A submission script is a file listing the options and execution steps you “submit” to cluster to schedule and run. The Asha cluster uses the Slurm Job Scheduler. Here is a sample script to compile and run a basic MPI program.
#!/bin/bash
#SBATCH --partition=all
#SBATCH --job-name=test-mpi
mpicc ./mpi_test.c -o mpi_test
mpiexec ./mpi_test
- The first line needs to start with the line “#! /bin/bash” line. This is called a shebang.
- Option lines start with “#SBATCH”.
- In the example we choose the “all” partition and name our job “test-mpi”
- The steps that need to be executed are written just like you would in a Unix terminal
- In the example case the two lines starting with “mpicc and mpiexec”.
After writing your submission script, you can submit it to the scheduler via the command “sbatch”. For example, “sbatch sample_submission.sh”
Common options for your submission script.

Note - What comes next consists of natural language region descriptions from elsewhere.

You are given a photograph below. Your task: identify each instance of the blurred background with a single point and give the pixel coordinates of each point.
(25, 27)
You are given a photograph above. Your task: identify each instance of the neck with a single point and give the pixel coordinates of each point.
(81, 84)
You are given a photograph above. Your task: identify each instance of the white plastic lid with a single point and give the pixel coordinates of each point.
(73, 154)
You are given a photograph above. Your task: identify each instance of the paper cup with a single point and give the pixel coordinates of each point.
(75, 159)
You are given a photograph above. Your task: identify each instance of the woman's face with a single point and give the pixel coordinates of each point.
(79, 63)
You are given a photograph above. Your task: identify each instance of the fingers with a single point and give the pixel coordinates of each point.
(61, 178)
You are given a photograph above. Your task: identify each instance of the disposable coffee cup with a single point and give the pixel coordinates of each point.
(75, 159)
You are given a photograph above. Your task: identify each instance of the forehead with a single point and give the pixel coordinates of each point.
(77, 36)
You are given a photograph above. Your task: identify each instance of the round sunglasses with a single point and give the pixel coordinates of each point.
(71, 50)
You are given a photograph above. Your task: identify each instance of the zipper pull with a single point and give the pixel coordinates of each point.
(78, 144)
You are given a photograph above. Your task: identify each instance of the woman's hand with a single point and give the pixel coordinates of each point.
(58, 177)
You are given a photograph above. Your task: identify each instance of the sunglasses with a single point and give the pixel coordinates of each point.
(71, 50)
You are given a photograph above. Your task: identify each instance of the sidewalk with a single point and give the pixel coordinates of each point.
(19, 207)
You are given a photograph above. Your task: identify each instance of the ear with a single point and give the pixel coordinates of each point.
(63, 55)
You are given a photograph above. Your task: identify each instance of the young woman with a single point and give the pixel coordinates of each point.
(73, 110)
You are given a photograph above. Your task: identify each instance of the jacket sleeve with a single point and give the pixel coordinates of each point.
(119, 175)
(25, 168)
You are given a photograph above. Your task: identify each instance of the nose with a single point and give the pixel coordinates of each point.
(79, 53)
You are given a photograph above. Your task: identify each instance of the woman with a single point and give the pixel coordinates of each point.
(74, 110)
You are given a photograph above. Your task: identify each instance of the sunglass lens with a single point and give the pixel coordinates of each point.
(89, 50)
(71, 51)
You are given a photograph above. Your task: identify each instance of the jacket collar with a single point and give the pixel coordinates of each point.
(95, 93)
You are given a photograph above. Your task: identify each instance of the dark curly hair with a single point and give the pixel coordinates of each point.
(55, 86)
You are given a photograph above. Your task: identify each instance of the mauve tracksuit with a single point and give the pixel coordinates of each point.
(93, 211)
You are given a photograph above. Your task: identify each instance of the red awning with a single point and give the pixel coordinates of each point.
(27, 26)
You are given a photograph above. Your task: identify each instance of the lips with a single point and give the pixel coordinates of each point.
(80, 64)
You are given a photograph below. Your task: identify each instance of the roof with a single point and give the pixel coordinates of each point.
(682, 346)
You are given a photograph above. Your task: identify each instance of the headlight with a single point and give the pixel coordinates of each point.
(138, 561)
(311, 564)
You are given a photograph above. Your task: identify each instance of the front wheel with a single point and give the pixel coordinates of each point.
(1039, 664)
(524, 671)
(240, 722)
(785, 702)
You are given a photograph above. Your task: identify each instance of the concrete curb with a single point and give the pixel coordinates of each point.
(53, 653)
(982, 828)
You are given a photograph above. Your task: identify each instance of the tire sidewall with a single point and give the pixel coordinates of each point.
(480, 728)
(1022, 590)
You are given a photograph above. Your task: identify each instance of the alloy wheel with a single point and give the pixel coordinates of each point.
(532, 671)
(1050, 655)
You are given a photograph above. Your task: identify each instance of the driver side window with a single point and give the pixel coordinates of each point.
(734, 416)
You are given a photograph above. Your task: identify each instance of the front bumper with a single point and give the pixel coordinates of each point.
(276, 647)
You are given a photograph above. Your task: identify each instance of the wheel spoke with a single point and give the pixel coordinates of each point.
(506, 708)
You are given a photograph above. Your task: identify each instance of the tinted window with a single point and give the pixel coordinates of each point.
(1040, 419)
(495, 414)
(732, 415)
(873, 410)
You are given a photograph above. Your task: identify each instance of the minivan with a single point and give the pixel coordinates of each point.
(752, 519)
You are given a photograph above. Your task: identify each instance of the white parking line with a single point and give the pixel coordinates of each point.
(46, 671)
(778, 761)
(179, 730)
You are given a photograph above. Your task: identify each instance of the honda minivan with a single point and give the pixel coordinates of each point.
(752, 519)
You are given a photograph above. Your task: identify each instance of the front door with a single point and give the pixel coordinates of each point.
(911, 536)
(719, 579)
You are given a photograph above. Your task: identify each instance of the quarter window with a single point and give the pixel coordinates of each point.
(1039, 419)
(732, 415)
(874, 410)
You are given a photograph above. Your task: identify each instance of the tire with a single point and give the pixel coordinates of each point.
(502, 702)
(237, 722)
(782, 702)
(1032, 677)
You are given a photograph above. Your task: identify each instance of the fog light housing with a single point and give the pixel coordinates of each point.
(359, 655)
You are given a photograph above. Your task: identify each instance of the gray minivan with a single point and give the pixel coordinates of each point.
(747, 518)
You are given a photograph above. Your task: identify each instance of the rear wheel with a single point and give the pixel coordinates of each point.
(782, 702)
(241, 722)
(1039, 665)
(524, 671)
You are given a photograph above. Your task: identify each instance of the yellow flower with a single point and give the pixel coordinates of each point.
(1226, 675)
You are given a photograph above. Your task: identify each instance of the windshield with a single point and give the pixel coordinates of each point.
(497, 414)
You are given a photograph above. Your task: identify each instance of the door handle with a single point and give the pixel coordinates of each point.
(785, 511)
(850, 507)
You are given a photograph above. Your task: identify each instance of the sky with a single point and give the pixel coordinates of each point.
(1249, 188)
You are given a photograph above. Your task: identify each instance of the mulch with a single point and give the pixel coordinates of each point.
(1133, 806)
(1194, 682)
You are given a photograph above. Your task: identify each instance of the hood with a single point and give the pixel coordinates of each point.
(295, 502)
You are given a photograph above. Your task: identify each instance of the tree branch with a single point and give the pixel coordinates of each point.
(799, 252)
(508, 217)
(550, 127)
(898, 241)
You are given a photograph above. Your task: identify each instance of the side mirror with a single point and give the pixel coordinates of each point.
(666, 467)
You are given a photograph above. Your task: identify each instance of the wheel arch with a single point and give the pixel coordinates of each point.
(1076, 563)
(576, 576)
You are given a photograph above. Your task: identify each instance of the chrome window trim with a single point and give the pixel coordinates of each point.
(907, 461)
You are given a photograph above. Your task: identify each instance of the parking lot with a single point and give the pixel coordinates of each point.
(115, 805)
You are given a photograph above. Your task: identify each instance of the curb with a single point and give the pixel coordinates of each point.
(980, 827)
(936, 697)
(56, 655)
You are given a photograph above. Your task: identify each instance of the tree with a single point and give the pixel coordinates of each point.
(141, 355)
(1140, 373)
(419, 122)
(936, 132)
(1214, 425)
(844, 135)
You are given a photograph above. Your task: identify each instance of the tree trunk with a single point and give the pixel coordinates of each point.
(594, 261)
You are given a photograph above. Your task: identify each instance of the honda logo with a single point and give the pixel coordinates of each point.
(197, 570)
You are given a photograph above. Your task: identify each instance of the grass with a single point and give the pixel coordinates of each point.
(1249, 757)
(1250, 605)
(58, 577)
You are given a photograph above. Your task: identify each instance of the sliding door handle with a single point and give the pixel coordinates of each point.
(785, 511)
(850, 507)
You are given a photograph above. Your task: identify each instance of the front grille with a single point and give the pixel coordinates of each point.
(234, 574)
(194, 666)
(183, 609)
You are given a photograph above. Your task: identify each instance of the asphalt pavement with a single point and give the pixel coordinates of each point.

Option | Short Description | Example Line in Script |
---|---|---|
--partition |
Choose which partition (similar to a queue) of the cluster to submit your job to. More info on partitions in on the Asha cluster. | #SBATCH --partition=all |
--job-name |
Name your job to identify it during the run. | #SBATCH --job-name=test-mpi |
--ntasks |
Use this option when doing multiprocessing (MPI, Fluent, Matlab) to reserve a number of cores for your job. Can be combined with cpus-per-task option, but usually just use one or the other depending on the job. | #SBATCH --ntasks=100 |
--cpus-per-task |
Use this option when doing multithreading (OpenMP, Tensorflow) to reserve a number of cpu cores. | #SBATCH --nodes=4 |
--nodelist/--exclude |
Specify a list of nodes to run your job on, or a list of nodes to exclude from running on. Please note that --nodelist may include other nodes if your job requires more resources than are available from the list provided. If you need to restrict your job to certain nodes, use --exlcude instead. | #SBATCH --nodelist=coe-node[1-3],coe-gpu1 |
--mail-user |
Using these two options will have slurm email you at the end of your job. | #SBATCH --mail-user=myemail@colostate.edu |
--output |
Name your output file. All standard out from a node gets put into this file. | #SBATCH --output=results.txt |
--time |
Restrict your job to a certain time limit. Default is set on a per-partion basis. Time formats include "minutes", "minutes:seconds", "hours:minutes:seconds", "days-hours", "days-hours:minutes" and "days-hours:minutes:seconds". | #SBATCH --time=1-3:45" |
Important Note for Windows Users
Line endings differ between Windows and Linux. If you write your submission script without accounting for this, it may result in odd errors. There are multiple options to mitigate this:
- Use a terminal editor on the cluster.
- micro
- nano
- vim (harder to learn)
- emacs (harder to learn)
- Use a graphical editor on a Linux or OSX machine. Such as the Linux Compute Servers.
- Configure your editor in Windows to use Linux line endings. Notepad++ (not Notepad or Wordpad), and others can do this for you.
- Use the command “dos2unix <filename>” on the cluster for each file you move to the cluster.